VW is confident the shared platform could accommodate an electric drivetrain and battery pack. If VW and Ford have already done the hard work of creating a joint platform that can handle both internal-combustion and battery-electric powertrains, that’s a huge step in the right direction.
It might not even be badged Volkswagen, as VW is relaunching the Scout brand of electrified off-road vehicles. Looking at the silhouettes that accompanied VW’s Scout announcement, one looked very familiar to that of a Bronco (then again, any squared-off two-box SUV is going to look like a Bronco). But that’s not happening until 2026. Bummer for Scout fans.

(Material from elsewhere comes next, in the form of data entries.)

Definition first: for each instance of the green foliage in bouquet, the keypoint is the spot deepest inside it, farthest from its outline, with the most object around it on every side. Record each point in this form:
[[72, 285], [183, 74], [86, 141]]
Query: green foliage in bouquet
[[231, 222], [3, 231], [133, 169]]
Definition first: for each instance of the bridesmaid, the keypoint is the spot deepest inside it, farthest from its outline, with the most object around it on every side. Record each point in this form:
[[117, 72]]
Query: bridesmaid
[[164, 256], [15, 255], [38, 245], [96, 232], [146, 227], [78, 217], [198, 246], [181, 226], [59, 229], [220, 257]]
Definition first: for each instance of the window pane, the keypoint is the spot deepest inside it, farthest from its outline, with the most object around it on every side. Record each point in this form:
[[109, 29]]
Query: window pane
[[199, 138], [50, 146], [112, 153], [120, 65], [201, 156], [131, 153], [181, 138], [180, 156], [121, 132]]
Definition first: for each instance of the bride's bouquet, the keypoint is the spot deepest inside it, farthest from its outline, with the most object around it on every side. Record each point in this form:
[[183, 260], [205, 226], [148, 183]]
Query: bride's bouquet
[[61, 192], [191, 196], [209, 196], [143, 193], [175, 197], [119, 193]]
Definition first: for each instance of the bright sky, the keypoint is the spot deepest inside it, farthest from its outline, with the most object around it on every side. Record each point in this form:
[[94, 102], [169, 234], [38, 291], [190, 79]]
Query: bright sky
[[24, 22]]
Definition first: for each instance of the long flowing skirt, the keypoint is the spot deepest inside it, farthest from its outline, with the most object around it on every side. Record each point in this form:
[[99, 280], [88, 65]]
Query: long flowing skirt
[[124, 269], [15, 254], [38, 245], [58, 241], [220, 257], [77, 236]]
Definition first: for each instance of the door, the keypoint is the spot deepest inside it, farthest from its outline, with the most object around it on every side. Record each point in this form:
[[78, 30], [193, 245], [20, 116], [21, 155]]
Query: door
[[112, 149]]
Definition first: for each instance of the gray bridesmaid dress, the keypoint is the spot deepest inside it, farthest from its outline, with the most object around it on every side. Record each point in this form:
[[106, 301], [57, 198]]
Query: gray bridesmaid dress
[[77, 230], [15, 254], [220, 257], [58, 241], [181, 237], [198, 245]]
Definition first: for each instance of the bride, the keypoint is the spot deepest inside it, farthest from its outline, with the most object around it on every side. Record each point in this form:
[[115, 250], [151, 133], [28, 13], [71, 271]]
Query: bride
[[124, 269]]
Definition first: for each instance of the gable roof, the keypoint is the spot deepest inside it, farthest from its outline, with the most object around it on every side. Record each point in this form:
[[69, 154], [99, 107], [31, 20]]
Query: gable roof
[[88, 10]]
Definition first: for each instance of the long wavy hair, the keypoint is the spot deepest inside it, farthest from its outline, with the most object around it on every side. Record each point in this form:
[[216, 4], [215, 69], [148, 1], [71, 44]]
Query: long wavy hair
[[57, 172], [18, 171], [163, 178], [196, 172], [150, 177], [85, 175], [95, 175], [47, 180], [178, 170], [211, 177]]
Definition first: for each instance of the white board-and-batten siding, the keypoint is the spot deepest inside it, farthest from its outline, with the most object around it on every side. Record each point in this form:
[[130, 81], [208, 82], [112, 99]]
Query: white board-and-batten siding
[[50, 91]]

Why the protracted timeline? Normally, the engineering time and engineering costs to swap out an ICE powertrain for a battery-electric one is a complicated undertaking – in terms of where the battery and propulsion units reside, the completely different electrical architectures, how the frame and suspension geometry are affected by the weight shift, and revising the crash structure. If Ford and VW have joint-developed a platform to handle ICE, PHEV, and BEV powertrains, then engineering costs and timelines may have been shared.
Then there’s the competition to consider. For the Bronco to not offer an electrified variant would cede ground to Jeep’s plug-in-hybrid Wrangler 4xe, which went on sale last year. Note: “electrified” is not the same as “electric” – the former still carries an internal combustion engine, mated to a plug-in battery pack.
That said, Jeep has drawn a line in the sand regarding electric propulsion with the 4xe’s 2.0-liter turbo, mated to two motor-generators, that puts out 380 hp and 470 lb-ft of torque of maximum combined output. In gasoline-only mode, the 4xe gets a banal 20 mpg, but in hybrid mode that jumps to 49 mpg-e, according to fueleconomy.gov. Although Stellantis states the 4xe can run about 30 miles in battery-only mode, fueleconomy.gov puts it closer to 22 miles.
But that’s not all from Jeep. Earlier this year, Jeep announced that a Compass-sized battery-electric crossover would arrive in 2023. And Jeep has shown the Magneto and Magneto 2.0 concepts that showed what a battery-electric Wrangler could look like – with a targeted sale date of no later than 2025. Already there have been raving media drives of concept prototypes of the 625 hp, 850 lb-ft off-roading beast.
The clock is ticking for Ford to jump into the game. Let’s just hope they’ve been playing coy with their future product announcements and a Bronco EV is well on the way.